7 June 2023

Promising Commitments to Accountability from European Parliament for the EU Corporate Sustainability Due Diligence Directive

At last, the European Parliament has approved its negotiating position on the EU Corporate Sustainability Due Diligence Directive, completing an important step toward ensuring that corporate actors across all sectors of the economy, from finance to extraction, production, and distribution, operate with respect for human rights and planetary ecology. The Parliament’s position follows that of the European Council, reached toward the end of last year, which included many worrisome compromises to the European Commission’s initial proposal.

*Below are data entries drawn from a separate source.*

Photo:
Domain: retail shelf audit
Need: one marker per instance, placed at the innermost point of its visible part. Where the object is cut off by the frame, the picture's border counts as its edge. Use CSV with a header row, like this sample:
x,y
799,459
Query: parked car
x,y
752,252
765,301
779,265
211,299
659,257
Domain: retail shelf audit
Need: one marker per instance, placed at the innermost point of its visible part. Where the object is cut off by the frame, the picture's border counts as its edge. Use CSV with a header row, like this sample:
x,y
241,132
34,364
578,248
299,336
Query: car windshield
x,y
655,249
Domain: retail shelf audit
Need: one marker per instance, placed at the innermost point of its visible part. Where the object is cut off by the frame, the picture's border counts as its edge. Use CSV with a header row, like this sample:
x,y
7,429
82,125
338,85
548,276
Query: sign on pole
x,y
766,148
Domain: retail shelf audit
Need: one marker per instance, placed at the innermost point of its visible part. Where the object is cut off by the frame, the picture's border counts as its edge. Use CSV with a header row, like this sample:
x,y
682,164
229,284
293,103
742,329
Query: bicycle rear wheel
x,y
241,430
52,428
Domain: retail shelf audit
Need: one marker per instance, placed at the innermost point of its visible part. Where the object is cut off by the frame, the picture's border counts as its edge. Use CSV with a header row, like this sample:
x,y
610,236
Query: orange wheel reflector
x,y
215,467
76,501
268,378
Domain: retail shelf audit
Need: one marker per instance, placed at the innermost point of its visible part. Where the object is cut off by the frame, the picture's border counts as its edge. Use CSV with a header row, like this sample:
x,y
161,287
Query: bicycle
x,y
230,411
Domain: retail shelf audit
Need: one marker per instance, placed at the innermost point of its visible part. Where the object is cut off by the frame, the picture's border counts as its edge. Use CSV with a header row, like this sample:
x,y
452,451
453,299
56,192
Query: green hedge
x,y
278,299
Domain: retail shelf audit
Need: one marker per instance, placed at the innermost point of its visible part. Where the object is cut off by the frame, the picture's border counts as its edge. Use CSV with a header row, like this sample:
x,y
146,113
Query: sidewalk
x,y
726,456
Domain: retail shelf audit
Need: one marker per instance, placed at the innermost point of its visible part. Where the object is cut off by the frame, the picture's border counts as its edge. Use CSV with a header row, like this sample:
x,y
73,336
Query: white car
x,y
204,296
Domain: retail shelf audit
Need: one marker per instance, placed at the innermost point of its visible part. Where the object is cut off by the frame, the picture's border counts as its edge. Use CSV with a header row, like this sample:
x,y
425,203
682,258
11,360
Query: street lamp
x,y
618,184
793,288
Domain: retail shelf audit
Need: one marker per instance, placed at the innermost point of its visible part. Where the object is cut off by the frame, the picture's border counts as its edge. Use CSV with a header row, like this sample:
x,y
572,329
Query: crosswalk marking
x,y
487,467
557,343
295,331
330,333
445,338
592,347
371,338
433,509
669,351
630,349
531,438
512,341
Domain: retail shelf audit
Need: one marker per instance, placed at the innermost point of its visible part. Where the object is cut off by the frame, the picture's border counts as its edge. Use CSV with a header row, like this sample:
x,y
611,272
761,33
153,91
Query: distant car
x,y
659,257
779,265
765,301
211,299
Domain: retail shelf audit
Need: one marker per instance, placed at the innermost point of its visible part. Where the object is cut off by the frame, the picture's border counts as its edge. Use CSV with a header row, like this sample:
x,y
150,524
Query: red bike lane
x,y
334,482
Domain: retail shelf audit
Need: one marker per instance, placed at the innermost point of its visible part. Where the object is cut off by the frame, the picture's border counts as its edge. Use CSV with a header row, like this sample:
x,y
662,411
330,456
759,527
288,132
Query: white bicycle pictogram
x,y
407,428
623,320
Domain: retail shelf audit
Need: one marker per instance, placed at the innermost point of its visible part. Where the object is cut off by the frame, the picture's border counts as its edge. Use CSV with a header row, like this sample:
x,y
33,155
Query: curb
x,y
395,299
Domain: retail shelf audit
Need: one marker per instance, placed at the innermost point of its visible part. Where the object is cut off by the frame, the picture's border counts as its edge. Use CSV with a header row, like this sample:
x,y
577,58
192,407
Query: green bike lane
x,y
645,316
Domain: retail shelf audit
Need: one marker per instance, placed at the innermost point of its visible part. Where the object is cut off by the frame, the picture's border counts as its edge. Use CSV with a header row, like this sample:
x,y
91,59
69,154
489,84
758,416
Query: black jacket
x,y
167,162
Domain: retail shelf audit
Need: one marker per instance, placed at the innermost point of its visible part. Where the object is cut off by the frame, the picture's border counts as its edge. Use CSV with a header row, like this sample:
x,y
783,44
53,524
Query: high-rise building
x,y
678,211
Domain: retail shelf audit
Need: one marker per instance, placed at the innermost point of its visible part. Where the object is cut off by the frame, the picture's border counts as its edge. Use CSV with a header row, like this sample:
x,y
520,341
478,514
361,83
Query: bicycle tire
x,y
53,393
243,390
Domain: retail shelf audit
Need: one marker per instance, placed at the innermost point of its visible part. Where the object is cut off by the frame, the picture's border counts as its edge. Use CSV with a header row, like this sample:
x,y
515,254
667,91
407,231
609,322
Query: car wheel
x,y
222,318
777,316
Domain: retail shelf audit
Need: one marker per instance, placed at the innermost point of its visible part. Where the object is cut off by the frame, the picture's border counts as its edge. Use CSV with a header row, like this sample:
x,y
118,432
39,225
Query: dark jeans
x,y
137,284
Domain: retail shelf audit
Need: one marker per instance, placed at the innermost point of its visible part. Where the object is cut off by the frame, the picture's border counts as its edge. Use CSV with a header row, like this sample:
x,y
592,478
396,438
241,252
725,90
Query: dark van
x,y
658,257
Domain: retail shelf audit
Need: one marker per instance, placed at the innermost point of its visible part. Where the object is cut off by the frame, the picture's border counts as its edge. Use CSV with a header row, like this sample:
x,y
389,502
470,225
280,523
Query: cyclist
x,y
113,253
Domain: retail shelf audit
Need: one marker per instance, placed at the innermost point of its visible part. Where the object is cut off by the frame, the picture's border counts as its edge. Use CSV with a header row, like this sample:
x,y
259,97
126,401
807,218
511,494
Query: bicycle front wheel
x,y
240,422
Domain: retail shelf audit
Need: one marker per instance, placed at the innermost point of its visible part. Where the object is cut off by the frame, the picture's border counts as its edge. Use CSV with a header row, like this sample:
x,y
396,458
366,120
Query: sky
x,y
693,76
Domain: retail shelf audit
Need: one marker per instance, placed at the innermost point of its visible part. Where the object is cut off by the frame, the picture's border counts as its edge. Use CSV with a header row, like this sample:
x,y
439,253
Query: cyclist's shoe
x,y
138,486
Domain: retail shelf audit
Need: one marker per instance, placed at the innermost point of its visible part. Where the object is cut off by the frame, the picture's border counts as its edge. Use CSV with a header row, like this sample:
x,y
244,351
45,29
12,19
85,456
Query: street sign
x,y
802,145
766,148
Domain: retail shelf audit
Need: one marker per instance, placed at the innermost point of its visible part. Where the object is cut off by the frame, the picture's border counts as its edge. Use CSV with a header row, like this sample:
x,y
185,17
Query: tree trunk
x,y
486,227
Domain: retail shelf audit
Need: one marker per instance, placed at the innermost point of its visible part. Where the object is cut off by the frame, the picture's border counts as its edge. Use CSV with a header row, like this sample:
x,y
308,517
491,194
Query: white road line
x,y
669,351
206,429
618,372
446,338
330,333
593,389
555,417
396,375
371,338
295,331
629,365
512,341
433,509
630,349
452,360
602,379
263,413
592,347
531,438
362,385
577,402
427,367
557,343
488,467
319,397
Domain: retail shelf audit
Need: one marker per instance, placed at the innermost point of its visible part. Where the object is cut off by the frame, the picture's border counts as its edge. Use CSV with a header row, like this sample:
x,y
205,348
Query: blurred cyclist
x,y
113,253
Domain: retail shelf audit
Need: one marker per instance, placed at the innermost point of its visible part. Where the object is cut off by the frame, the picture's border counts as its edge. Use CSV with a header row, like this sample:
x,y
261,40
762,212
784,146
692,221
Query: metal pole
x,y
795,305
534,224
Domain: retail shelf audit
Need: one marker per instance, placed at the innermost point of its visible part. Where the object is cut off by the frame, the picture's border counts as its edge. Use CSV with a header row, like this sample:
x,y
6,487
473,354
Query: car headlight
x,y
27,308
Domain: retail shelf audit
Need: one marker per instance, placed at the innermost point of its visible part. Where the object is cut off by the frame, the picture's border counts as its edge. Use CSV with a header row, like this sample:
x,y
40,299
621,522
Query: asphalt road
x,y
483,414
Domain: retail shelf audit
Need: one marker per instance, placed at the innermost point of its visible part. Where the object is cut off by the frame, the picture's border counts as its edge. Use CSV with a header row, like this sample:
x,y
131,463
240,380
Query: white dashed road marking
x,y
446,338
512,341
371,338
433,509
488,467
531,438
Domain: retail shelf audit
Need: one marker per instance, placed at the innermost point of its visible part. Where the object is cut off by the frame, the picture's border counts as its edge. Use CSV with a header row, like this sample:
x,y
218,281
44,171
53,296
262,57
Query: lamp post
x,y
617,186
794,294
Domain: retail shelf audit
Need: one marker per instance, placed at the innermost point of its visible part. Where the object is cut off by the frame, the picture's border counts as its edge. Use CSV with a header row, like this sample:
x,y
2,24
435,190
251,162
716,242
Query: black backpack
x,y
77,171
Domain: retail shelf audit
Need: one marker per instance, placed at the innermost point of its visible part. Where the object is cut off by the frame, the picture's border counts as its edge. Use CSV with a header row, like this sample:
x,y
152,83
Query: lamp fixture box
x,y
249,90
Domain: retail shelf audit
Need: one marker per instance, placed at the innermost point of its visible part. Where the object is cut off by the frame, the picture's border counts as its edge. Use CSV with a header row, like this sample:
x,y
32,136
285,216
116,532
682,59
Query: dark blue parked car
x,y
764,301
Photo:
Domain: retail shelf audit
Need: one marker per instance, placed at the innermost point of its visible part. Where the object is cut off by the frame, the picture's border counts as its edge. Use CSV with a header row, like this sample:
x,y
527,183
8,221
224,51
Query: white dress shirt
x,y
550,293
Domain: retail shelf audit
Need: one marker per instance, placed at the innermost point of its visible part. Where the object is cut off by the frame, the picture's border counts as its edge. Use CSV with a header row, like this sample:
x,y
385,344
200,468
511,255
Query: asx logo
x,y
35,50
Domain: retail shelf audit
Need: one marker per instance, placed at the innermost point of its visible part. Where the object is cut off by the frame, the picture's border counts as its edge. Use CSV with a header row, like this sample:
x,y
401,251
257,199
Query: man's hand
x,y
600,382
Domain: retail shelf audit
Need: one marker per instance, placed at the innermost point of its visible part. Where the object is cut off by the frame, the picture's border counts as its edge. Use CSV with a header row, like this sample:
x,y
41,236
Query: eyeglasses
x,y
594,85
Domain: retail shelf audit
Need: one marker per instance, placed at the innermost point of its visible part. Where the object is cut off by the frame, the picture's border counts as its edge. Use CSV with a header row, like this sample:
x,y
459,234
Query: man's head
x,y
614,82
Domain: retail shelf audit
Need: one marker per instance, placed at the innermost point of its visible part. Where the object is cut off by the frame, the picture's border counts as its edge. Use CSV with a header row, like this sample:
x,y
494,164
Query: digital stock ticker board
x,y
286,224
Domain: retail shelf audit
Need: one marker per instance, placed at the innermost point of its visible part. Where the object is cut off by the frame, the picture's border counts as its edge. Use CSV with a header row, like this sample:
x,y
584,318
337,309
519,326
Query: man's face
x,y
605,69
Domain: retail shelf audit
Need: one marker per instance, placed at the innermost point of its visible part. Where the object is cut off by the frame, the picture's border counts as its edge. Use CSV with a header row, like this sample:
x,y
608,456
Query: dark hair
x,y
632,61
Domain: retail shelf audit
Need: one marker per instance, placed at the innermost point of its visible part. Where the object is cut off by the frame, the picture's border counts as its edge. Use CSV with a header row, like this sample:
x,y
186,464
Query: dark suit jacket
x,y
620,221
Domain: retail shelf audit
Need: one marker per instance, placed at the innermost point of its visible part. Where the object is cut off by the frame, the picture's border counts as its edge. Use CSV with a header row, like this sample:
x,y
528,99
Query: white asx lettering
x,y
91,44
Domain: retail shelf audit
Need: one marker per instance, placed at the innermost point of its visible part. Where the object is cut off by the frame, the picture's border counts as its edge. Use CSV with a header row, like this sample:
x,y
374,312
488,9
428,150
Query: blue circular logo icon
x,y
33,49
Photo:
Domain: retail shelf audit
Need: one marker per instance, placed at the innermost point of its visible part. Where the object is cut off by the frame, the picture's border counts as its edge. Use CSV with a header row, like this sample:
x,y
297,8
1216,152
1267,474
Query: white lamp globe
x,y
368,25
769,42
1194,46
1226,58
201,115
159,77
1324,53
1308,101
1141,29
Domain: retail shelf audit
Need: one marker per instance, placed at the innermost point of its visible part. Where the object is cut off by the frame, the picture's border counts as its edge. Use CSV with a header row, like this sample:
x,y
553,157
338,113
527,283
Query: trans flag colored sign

The Parliament’s position recalibrates to the original intent of the proposed directive to ensure that major corporate actors account for their human rights impacts and reduce their negative impacts on the planet in furtherance of a sustainable future. Of the many notable improvements, five in particular stand to make the final law successful:

(1) Applicability to the Finance Sector. The negotiating position reached by the European Council at the end of November last year would allow Member States to exclude financial services companies from the law, but the Parliament has voted for universal applicability, recognizing that financial actors are inextricable from value chains. Accordingly, Amendment 19 of the Parliament’s negotiating position requires financial actors, such as banks and insurers, and their corporate clients of a certain size to assess and monitor for adverse environmental, climate, and human rights impacts. Further, financial actors may not simply rely on information derived from credit rating agencies, sustainability rating agencies, or benchmark administrators to satisfy due diligence requirements. Instead, they must proactively monitor and respond to unintended impacts using, among other things, effective grievance and remediation mechanisms.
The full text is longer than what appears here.